SUPREME COURT OF THE STATE OF NEW YORK APPELLATE DIVISION SECOND JUDICIAL DEPARTMENT


October 6, 2009

IN THE MATTER OF AARON MCC. (ANONYMOUS), APPELLANT.

In a juvenile delinquency proceeding pursuant to Family Court Act article 3, the appeals are from (1) a fact-finding order of the Family Court, Queens County (Hunt, J.), dated March 26, 2008, which, after a hearing, found that the appellant had committed acts which, if committed by an adult, would have constituted the crimes of attempted burglary in the first degree as a hate crime, attempted burglary in the second degree as a hate crime, menacing in the second degree as a hate crime, aggravated harassment in the second degree, and criminal trespass in the third degree as a hate crime, and (2) an order of disposition of the same court dated August 13, 2008, as amended October 27, 2008, which, upon the fact-finding order, adjudicated the appellant a juvenile delinquent and placed him in the custody of the New York State Office of Children and Family Services for a period of 18 months.
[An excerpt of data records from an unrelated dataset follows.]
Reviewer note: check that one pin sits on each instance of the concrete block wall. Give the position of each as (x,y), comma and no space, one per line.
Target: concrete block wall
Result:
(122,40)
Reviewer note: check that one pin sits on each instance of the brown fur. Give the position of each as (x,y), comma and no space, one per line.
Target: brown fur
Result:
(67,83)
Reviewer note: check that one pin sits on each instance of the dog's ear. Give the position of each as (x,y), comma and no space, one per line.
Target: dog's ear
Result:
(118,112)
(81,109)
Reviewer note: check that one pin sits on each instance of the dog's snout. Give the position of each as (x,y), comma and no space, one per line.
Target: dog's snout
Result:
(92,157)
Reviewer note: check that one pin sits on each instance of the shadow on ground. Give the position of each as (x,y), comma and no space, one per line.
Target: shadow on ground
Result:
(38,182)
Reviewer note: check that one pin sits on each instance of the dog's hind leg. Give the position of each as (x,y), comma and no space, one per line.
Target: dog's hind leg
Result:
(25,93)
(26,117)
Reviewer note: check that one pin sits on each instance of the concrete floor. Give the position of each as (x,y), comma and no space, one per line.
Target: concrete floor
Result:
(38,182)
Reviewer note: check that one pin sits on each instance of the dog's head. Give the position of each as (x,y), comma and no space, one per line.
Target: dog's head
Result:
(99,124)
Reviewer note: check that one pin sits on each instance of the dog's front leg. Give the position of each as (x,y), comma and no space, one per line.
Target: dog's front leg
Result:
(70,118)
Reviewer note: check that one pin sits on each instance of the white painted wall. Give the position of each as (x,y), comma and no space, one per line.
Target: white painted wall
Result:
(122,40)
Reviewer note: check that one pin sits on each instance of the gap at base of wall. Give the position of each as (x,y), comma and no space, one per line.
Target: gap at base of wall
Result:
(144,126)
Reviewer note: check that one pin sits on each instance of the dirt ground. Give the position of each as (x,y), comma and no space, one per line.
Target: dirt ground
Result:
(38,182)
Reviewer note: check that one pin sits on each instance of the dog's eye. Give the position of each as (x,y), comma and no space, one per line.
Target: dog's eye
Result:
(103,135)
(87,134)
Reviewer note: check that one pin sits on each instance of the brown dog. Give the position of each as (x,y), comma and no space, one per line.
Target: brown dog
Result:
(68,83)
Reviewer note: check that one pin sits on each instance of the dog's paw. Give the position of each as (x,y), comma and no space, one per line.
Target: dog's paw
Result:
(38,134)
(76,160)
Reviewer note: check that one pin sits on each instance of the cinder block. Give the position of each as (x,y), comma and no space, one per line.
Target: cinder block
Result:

Published by New York State Law Reporting Bureau pursuant to Judiciary Law § 431.

This opinion is uncorrected and subject to revision before publication in the Official Reports.

PETER B. SKELOS, J.P., JOSEPH COVELLO, JOHN M. LEVENTHAL & SHERI S. ROMAN, JJ.

(Docket No. D23279-07)

DECISION & ORDER

ORDERED that the appeal from the fact-finding order is dismissed, without costs or disbursements, as that order was superseded by the order of disposition; and it is further,

ORDERED that the order of disposition, as amended, is affirmed, without costs or disbursements.

Viewing the evidence adduced at the fact-finding hearing in the light most favorable to the presentment agency (see Matter of David H., 69 NY2d 792, 793), we find that it was legally sufficient to establish, beyond a reasonable doubt, that the appellant committed acts which, if committed by an adult, would have constituted the crimes of attempted burglary in the first degree as a hate crime, attempted burglary in the second degree as a hate crime, menacing in the second degree as a hate crime, aggravated harassment in the second degree, and criminal trespass in the third degree as a hate crime (cf. Penal Law § 485.05[1]; People v Marino, 35 AD3d 292, 293). Moreover, upon our independent review of the record, we are satisfied that the findings of fact were not against the weight of the evidence (see Family Ct Act § 342.2[2]; Matter of Victor I., 57 AD3d 779).

SKELOS, J.P., COVELLO, LEVENTHAL and ROMAN, JJ., concur.